Expertise leads to overreach. Some who have it think it qualifies them to hold opinions about other fields in which they have none.

There was Dr. Robert Shockley, co-inventor of the transistor, who thought his opinion about the relationship between IQ and race was worth listening to, entertainers who think their celebrity makes their opinions about foreign policy worthy of our time and attention, and, (this week’s topic) economists, too many of whom consider their thoughts about business management to be worth sharing.

The problem in four steps:

  1. Economists study the behavior of markets.
  2. To understand markets, economists make a simplifying assumption — that humans act to “maximize utility” — to optimize transactions for personal gain.
  3. Most economists, most of the time, use money as a proxy for utility (the economists’ term for “what people value”).
  4. They then force-fit a marketplace perspective onto every phenomenon in human interactions in order to prescribe how we all ought to go about our lives.

Step four is where the trouble starts. Here’s a non-business example: Most of us value friendship. And yet, creating a “friendship marketplace” doesn’t work — renting another person’s time and attention doesn’t make them your friend. (For more on this and related topics, read Michael Sandel’s “How Markets Crowd Out Morals,” Boston Review, May/June edition, and thanks to long-time correspondent Leo Heska for bringing it to our attention.)

When it comes to business …

Economic theory started to encroach on what we laughingly call “management science” during the Japanese invasion of the mid-1970s. That’s when Toyotas and Datsuns turned out to cost less and hold up better than anything GM,  Ford and Chrysler were selling, and buying televisions from Sony and Panasonic provided better value than RCA or Zenith.

Prior to that, business leaders understood that paychecks were what they exchanged for an employee’s effort — “An honest day’s work for an honest day’s pay” — but that they received an employee’s loyalty in exchange for a different coinage.

And so, employers redefined the employer/employee relationship as nothing more than a marketplace, and employee loyalty became a quaint hold-over of a simpler time. It wasn’t that employers didn’t want employee loyalty after that. It’s that they became blind to the coinage needed to get it, namely, their own loyalty toward their employees.

Who but an economist … someone who considers a giving a gift to be a less-efficient alternative to handing over an appropriately calculated wad of cash … could make a mistake like that?

It was at about the same time that boards of directors decided they had to bribe their CEOs to do their jobs, at an ever-increasing level of bribery (you’ll find charts and graphs in “Historical Trends in Executive Compensation, 1936-2005,” Carola Frydman and Raven E. Saks, January 18, 2007).

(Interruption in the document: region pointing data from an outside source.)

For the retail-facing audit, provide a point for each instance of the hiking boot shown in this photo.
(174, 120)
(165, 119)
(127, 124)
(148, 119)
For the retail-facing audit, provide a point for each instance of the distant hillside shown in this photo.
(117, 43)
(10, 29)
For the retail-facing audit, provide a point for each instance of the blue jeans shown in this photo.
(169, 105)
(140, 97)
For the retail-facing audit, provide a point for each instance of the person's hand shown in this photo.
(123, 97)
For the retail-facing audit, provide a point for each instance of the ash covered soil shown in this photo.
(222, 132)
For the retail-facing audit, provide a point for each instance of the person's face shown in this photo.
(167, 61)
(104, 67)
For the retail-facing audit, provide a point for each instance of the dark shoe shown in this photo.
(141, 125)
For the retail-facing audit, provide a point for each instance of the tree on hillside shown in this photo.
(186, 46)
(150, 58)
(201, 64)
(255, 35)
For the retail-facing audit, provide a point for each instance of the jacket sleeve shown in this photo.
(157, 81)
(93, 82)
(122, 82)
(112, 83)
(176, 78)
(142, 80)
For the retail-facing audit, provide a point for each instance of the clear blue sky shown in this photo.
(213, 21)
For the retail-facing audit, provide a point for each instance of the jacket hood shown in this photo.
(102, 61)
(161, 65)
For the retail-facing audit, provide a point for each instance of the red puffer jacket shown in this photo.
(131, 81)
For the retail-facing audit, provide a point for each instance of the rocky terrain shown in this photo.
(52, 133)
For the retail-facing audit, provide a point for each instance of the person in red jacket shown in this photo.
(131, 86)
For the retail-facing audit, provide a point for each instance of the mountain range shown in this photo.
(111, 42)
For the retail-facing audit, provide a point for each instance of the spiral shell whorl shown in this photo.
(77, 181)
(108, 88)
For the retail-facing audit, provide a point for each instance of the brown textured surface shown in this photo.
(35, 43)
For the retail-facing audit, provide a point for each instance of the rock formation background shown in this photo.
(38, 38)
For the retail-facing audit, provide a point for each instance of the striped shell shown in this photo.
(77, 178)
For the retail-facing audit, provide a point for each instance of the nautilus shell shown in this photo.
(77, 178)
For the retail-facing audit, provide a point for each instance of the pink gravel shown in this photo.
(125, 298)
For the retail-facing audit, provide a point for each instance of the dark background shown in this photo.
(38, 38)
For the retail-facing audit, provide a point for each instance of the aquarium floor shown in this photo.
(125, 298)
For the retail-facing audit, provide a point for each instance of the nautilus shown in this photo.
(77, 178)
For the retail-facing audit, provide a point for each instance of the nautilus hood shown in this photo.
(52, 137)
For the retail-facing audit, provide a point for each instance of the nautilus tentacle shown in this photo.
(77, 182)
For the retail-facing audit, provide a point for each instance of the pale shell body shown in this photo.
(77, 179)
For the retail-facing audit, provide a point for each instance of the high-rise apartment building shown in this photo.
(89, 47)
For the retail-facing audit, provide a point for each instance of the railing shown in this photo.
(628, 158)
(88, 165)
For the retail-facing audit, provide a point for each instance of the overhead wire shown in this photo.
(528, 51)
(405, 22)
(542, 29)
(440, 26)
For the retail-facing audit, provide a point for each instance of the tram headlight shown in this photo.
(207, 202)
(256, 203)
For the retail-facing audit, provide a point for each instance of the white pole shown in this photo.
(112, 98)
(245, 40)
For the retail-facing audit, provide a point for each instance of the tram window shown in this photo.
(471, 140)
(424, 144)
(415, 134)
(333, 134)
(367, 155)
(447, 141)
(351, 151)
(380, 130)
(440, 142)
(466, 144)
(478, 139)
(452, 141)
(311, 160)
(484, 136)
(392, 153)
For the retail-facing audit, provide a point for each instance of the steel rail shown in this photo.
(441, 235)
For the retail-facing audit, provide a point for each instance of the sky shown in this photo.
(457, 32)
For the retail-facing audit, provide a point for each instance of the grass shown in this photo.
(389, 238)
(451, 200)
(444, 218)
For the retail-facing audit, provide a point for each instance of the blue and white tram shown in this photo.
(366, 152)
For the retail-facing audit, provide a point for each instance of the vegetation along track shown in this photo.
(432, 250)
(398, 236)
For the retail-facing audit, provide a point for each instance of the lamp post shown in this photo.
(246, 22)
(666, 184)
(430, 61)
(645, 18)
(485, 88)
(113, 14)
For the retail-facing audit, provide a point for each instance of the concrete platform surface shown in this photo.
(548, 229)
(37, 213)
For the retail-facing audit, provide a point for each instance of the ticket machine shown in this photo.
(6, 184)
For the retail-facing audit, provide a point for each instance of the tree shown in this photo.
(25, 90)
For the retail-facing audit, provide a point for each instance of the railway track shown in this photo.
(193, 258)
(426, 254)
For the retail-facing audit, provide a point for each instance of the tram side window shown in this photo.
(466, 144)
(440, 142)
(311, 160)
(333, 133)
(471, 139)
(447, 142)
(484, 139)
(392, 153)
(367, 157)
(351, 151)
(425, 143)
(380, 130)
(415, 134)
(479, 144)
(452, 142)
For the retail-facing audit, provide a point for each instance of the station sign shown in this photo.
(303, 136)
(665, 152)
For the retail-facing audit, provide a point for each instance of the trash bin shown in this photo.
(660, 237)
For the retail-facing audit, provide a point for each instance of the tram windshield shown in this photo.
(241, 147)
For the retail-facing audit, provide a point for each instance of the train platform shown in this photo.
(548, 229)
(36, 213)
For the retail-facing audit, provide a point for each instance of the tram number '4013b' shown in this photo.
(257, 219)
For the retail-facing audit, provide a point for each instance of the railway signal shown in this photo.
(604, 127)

Is it actually bribery? That depends on your perspective.

Mine is that there really is an employment marketplace, which means that to fill any position, a company has to be willing to pay what the market will bear … or, must offer enough intangible benefits to compensate for the money they aren’t able to offer, remembering that money isn’t utility, it’s a proxy for utility.

Compensation is what companies provide in order to get the right people to work there instead of somewhere else. Using it to change someone’s behavior? That’s a bribe (“Something, such as money or a favor, offered or given to a person in a position of trust to influence that person’s views or conduct,” from The Free Dictionary).

Unless you’re an economist, in which case money is the sole driver of human behavior.

Then there’s the asset view of the enterprise. Prior to the takeover of management by economists, business managers figured they were responsible for running a successful business — one that out-competed other companies that sold similar goods and services.

But no longer. For the most part, business management now tries to maximize “shareholder value,” for which market capitalization is an appropriate metric. Business management became responsible for what a company can be sold for, not for what it does.

This would be just fine were it not for a nice little irony: The path to maximizing a company’s asset value is to ignore it.

The companies that are worth the most aren’t the ones that try to move the price of a share of stock in the right direction. They’re the ones where everyone focuses on selling great products and taking care of customers. That’s everyone. Including the IT staff.

Which means that as an IT leader, part of your job is helping everyone in IT connect the dots that separate their jobs from the company’s products and customers.

Not “internal customers.” The company’s customers.